Sí, desafortunadamente tienes que hacerlo. Sé que es molesto cuando acabas de comprar un conjunto adorable y quieres ponérselo enseguida, pero mi pediatra me grabó a fuego en la cabeza que las fábricas rocían la ropa con formaldehído y extraños químicos antiarrugas para que se conserven bien en los contenedores de envío. Lávalo todo primero. De todas formas, esto suaviza la tela.

¿Puedo lavar la ropa de mi bebé junto con la mía?

¡Sí! ¡Por favor, hazlo! A menos que tu bebé tenga una alergia severa diagnosticada, echar sus calcetines junto con tus camisetas no tiene ningún problema. Solo tienes que cambiar a toda la casa a un detergente líquido sin fragancias y sin colorantes. Ahorras muchísimo tiempo, agua y cordura. Yo literalmente meto las cosas de todos en una gran carga con agua fría.
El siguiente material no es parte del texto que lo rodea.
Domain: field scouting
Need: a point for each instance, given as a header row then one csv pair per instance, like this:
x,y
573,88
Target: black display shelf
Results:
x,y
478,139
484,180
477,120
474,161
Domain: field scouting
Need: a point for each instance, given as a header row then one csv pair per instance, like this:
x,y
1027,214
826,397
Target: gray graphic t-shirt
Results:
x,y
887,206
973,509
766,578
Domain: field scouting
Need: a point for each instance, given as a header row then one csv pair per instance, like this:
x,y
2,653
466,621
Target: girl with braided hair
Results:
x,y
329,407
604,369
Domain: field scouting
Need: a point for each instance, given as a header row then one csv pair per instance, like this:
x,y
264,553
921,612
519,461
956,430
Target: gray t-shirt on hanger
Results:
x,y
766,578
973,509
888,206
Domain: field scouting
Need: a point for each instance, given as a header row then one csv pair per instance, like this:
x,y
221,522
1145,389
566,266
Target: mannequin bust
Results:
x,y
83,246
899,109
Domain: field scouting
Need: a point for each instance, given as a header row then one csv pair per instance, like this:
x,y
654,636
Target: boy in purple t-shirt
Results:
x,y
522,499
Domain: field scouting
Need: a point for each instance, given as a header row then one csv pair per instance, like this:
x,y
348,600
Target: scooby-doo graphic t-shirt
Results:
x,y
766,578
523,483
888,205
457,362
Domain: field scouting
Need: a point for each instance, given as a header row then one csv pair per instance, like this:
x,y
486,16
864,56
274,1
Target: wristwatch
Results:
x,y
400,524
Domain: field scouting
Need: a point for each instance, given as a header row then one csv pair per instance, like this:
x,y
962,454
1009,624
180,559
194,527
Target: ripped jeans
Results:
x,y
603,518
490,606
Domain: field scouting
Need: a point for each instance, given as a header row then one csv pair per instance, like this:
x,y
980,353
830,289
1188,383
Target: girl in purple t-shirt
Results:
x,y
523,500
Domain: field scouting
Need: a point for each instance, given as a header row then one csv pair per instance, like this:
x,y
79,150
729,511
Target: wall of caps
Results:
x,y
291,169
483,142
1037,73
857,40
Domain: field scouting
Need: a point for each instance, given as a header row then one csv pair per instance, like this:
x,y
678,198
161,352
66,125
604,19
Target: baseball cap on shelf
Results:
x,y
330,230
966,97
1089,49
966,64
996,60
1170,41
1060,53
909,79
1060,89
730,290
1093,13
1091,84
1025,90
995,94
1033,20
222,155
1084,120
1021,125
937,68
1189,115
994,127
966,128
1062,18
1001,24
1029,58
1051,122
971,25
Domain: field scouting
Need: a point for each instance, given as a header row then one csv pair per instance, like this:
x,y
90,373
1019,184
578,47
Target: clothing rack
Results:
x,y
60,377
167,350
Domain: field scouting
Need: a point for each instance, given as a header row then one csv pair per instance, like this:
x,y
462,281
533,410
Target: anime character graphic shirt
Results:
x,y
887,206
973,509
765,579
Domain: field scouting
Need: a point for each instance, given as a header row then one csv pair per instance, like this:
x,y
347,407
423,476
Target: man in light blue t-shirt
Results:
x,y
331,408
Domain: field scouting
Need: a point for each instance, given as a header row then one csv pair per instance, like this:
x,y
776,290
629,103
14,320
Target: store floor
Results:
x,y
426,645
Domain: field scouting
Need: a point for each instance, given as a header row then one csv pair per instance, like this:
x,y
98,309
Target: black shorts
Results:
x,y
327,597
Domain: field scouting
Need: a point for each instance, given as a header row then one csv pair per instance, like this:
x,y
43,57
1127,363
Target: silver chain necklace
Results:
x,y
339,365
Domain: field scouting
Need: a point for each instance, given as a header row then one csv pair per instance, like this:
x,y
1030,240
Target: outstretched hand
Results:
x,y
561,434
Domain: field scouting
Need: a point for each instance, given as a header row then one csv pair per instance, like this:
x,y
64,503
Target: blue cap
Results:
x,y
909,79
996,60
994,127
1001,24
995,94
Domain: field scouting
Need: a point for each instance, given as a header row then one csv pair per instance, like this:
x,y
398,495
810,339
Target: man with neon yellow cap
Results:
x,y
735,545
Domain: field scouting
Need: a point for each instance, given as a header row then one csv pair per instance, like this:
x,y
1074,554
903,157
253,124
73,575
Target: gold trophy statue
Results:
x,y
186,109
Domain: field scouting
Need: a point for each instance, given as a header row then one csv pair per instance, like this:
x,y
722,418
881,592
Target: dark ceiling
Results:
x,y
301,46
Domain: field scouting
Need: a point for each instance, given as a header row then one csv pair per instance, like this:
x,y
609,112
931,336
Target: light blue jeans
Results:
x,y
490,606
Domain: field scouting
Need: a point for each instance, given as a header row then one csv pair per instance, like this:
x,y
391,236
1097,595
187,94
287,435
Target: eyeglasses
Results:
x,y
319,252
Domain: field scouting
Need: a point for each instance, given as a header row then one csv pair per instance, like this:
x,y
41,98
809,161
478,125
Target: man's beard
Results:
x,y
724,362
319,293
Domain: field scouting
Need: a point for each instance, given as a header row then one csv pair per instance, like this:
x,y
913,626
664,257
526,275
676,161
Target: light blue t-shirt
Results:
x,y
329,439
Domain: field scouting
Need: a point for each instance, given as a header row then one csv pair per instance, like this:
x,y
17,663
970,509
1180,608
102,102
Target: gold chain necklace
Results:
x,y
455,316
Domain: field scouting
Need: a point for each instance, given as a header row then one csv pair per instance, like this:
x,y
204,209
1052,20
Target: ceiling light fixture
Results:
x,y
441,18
¿Por qué la ropa de mi bebé se siente rígida después de lavarla?

Probablemente estás usando demasiado jabón. Yo solía hacer esto pensando que así quitaría mejor el olor a vómito, pero las lavadoras modernas no usan suficiente agua para enjuagar una tapa enorme de detergente. El jabón se queda en las fibras y se seca quedando crujiente. Reduce la cantidad de detergente a la mitad y mira si eso ayuda.

¿Cómo quito las manchas de leche materna de los cuellos?

La leche materna tiene muchísima grasa y proteínas, por lo que se convierte en una horrible costra amarilla alrededor del escote. Necesitas un quitamanchas que indique específicamente que contiene enzimas. Rocíalo, frótalo un poco, déjalo reposar por diez minutos y lávalo con agua fría. ¡Y repito, tiéndelo al sol si todavía queda un rastro de mancha!

¿Los detergentes en polvo son mejores que los líquidos para los bebés?

Mi doctora me dijo con total sinceridad que me quedara con los líquidos. Los polvos no siempre se disuelven por completo, especialmente si lavas con agua fría como yo para ahorrar dinero en la factura de la luz. Los pequeños granitos de polvo sin disolver pueden quedarse atascados en las costuras de la ropa y rozar su piel todo el día, lo cual solo provoca más sarpullidos misteriosos por los que tendrás que preocuparte.